October 2015 GRiD interim elections and survey analysis
---
output:
html_document:
keep_md: true
---
```{r, message = FALSE, warning = FALSE}
library(knitr)
opts_chunk$set(fig.width = 12, warning = FALSE, message = FALSE)
```
The big news out of GRiD this past week was the interim elections for GRiD club officers. While having a full executive board is very exciting, the election data unfortunately are not--since everybody was running unopposed. Just for fun, I'll do a visualization of results anyway. Pus I'll look at the responses to two survey questions on the election form. All analysis will be conducted using R, with figures made using the **ggplot2** package.
### Step 1: Getting the data
The elections were conducted online using Google Forms, which returns results as a csv file. So loading the data is straightforward:
```{r}
responses = read.csv("responses.csv")
```
### Step 2: Choosing a ggplot theme
Since this is a post about elections, I thought I'd go with the `ggthemes::theme_fivethirtyeight` theme, but this doesn't have a y-axis title, so I'll change it accordingly:
```{r}
library(ggplot2)
library(ggthemes)
theme_grid <- theme_fivethirtyeight()
theme_grid$axis.title = theme_bw()$axis.title
theme_grid$axis.title.x = theme_bw()$axis.title.x
theme_grid$axis.title.y = theme_bw()$axis.title.y
```
### Step 3: Plot the election results
The code below produces the plot the followis it. It includes some light preprocessing to get the data into the form that ggplot likes. I won't go into detail about this; have a look at the documentation for the functions below if you want to know more.
```{r}
library(reshape2)
library(dplyr)
election <- responses[, 2:6]
eln.m <- melt(election, id.vars = NULL) %>%
filter(value != "")
eln.m %>%
group_by(variable, value) %>%
summarize(n = n(), pct = n() / length(value) * 100) %>%
ggplot(aes(x = value, y = pct)) +
geom_bar(stat = "identity") +
facet_wrap(~variable, scales = "free_x", nr = 1) +
theme_grid +
theme(axis.title.x = element_blank()) +
ylab("Percent of Vote")
```
As I said, not very exciting. Everyone got 100% of the vote. That's what happens when you run unopposed I guess.
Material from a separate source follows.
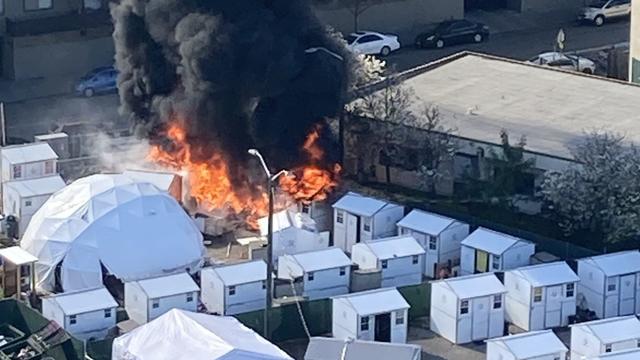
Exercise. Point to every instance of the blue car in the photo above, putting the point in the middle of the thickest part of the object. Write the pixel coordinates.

### Step 4: Plot the survey responses
Before presenting the survey results, a brief note for future Google Form setup: *don't include commas in checkbox options!*. Google returns the responses to checkbox input for each respondant and question as a as comma-delineated string. Because of this, any commas in the checkbox options, it's impossible for R to disambiguate the delimiter commas from the text commas. For example, here is one person's responses to the question "What kinds of GRiD events are you most interested in?":
```{r}
responses[8, 8] %>%
as.character
```
Splitting this string by comma yields a character vector of length 7, despite only 4 checkboxes having been selected:
```{r}
responses[8, 8] %>%
as.character %>%
strsplit(split = ", ") %>%
`[[`(1)
```
To remedy this, I had to manually replace non-separating commas with something else; I chose to use a forward slash. I did this replacement using the `gsub` function and (not so much here as in the next question) appropriately chosen [regular expresions](https://en.wikipedia.org/wiki/Regular_expression). Here is the result of doing this with the first survey question:
```{r}
fixfun <- function(x) {
out <- x %>%
gsub(", etc.", " etc.", x = .) %>%
gsub("shops, inter", "shops/inter", x = .) %>%
gsub("tice, career", "tice/career", x = .)
}
surv1 <- responses[, 8] %>%
as.character() %>%
fixfun()
```
The next survey question had a lot of commas inside of parentheses and only one outside of parentheses. Replacement of the inside-parentheses commas is pretty simple using the right regular expression. Actually, I just did away with the parenthetical statements altogether.
```{r}
surv2 <- as.character(responses[, 9]) %>%
gsub("works, deep", "works / deep", x = .) %>%
gsub("\\(([^)]+)\\)", "", x = .)
```
Now that that's fixed, we can finally look at the survey responses!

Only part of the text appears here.